I'm well on my way to complete coffee snobbery.   Essential to achieving this is being able to roast your own coffee from green coffee beans, which gives the most amazing fresh flavor and scent.  Not to mention the ability to casually mention you roasted this particular cup of coffee yourself...

Here's my inventory for home roasting:

Hot air popcorn popper
Green coffee beans
1/4 cup measuring cup
medium strainer
round bottom stainless steel bowl
flat bottom stainless steel bowls (I use 2 of them)

The popcorn popper is an "Air Crazy" by West Bend - I got mine at Target for about $20.  Ignore the terrible reviews - you aren't using it for popcorn.

I got the strainer and round bowl from the kitchen aisle at Smart N Final - any big retailer should have them.

The flat bottom bowls came from Petco - yes, they are dog food bowls. 

I get my Green Coffee Beans from Sweet Maria's in Oakland California - they have a great mail order website.  I recommend a 4 lb sampler to get started  - that's plenty of coffee to learn how to roast. 


Step 1: Set Up Your Roasting Station

I do my coffee roasting outside for a couple of reasons.  Firstly, the hot air method expels a lot of chaff, and secondly, She Who Must Be Obeyed doesn't like the interim smell (which resembles either grass or charcoal, depending upon who you ask). 

I have a bistro table outside, right next to a power outlet. 

Step 2: Add the Green Coffee Beans, and Start the Roast

I usually roast in small batches, and I have found that a quarter cup or a little more is a good starting point for this machine.  Your mileage may vary, due to ambient temperature and (more importantly) the voltage at your outlet. 

Pour the beans into the popper, and turn on the switch.   It will be noisy -- another good reason to be outside. 

Step 3: Monitor the Roast

In a minute or less the beans will change from green colored to a light brown.  This process will continue and the beans will darken as the roast.   Chaff will fly up out of the top of the popper as well.   

We are listening for the beans to crack -- it is a popping sound, and is a bit like popcorn.  You need to continue the roast until all the beans have cracked once - if you don't roast long enough, your coffee will taste like hay or dry grass. (Bleah!)

  Depending upon how dark you want your roast, you can stop after the first crack is done or you can continue the roast a while longer, waiting for a second, more subtle crack. 

Here's a very short  youtube video of the process -- the ambient noise level is high, but the cracking is audible as clicks.
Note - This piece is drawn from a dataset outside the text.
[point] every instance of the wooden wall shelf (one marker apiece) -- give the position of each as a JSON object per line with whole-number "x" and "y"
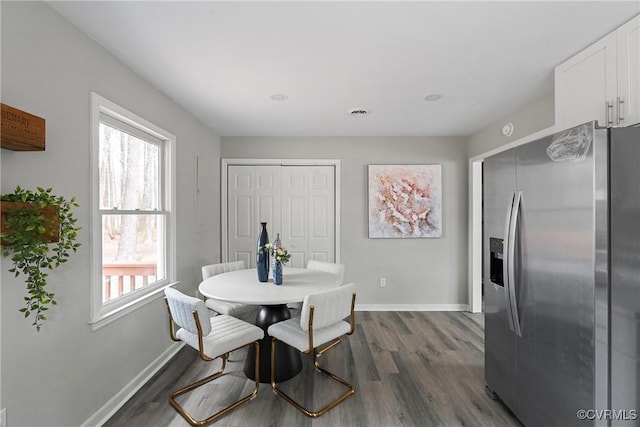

Notice the flying chaff as well.  

Step 4: Dump the Roasted Beans, Cool Them and Remove the Chaff

Once you are satisfied that the beans are fully roasted, turn off the popper and dump the beans into a bowl.  Pour them back and forth between the bowl and strainer to cool the beans and to allow any remaining chaff to blow away.  Don't stress about the chaff - it doesn't affect the flavor too much is you don't get it all out. 

Once the beans are mostly cool I dump them into one of the dog food bowls to further cool.  I usually roast about four batches at one session, and having two spare bowls allows me to fully cool two batches while a third is roasting.

Step 5: Store the Beans, and All Your Roasting Supplies.

Pour the cooled beans into an air-tight storage container.  Sweet Maria's labels come off the ziploc bags easily, making it simple to label your beans. And you should label them -  imagine the horror some morning if you are expecting a nice light Costa Rica blend and you accidentally grind up some Dark Roasted Java!  Shudder the thought....

All my supplies fit neatly into a flip-top storage box, making it easy to store between roasting sessions. 

Now, go have a cup of good coffee, eh?